Park Pass reservations do sell out for Annual Passholders:
- For EPCOT and Animal Kingdom, Park Pass reservations sell out 7 days prior to the visit, on average
- The average for Magic Kingdom is 15 days prior
- For Hollywood Studios, it’s 31 days.
One interesting thing is that for Labor Day weekend, Hollywood Studios Park Pass reservations are already sold out for resort guests. Hollywood Studios and the Magic Kingdom sold out faster for Annual Passholders for Labor Day weekend. This suggests that demand for Labor Day weekend is higher.
School systems nationwide are still deciding how they will re-open. The uncertainty of school schedules is going to limit the number of families willing to make travel plans. Potentially, remote learning will give families the flexibility to travel during the school year. September is probably too early to see students traveling and remote learning.
Most international travelers are avoiding the United States or are restricted from entering without a lengthy quarantine before and after. Florida recently ended its 14-day quarantine for some travelers coming into the state from New York, New Jersey, and Connecticut; other states require a 14-day quarantine for travelers returning from Florida. Until travel restrictions are eased – that is, until Florida gets its COVID cases under control – crowds at Florida theme parks will remain at these historically low levels.

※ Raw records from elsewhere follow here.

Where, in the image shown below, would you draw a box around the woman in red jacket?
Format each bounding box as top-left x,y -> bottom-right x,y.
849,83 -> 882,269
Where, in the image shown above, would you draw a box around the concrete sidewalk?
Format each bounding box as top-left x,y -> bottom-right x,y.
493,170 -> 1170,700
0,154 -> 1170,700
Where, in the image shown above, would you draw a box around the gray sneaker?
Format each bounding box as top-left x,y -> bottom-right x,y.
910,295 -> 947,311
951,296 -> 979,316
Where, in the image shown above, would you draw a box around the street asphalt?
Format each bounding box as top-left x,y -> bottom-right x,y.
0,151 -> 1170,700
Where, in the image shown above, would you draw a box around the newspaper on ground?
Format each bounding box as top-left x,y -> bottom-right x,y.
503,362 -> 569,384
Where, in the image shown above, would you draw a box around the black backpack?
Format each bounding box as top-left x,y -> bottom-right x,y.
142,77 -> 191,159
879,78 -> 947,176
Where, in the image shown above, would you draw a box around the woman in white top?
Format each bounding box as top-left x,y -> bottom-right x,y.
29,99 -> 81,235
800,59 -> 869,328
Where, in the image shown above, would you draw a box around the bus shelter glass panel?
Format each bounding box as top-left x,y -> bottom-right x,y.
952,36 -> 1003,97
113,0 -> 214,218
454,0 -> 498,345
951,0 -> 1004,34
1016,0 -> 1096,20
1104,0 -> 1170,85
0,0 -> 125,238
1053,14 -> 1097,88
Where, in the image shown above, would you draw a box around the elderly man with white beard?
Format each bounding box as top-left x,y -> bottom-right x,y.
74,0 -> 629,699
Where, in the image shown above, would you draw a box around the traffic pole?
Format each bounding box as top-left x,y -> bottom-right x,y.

We expect September crowds to look similar to the crowds we have observed in July and August. Labor Day weekend will see a slight bump in crowds, but with limited capacity, crowds will still be low.
A lot of things need to change before we see normal crowds return to Walt Disney World. As long as CDC recommends social distancing, the parks must operate at reduced capacity. Influenza season and the winter may bring a second wave to the pandemic which would delay things further. It is just as likely that the parks will close again in December as seeing crowds higher than a 5. There are just simply too many unknowns.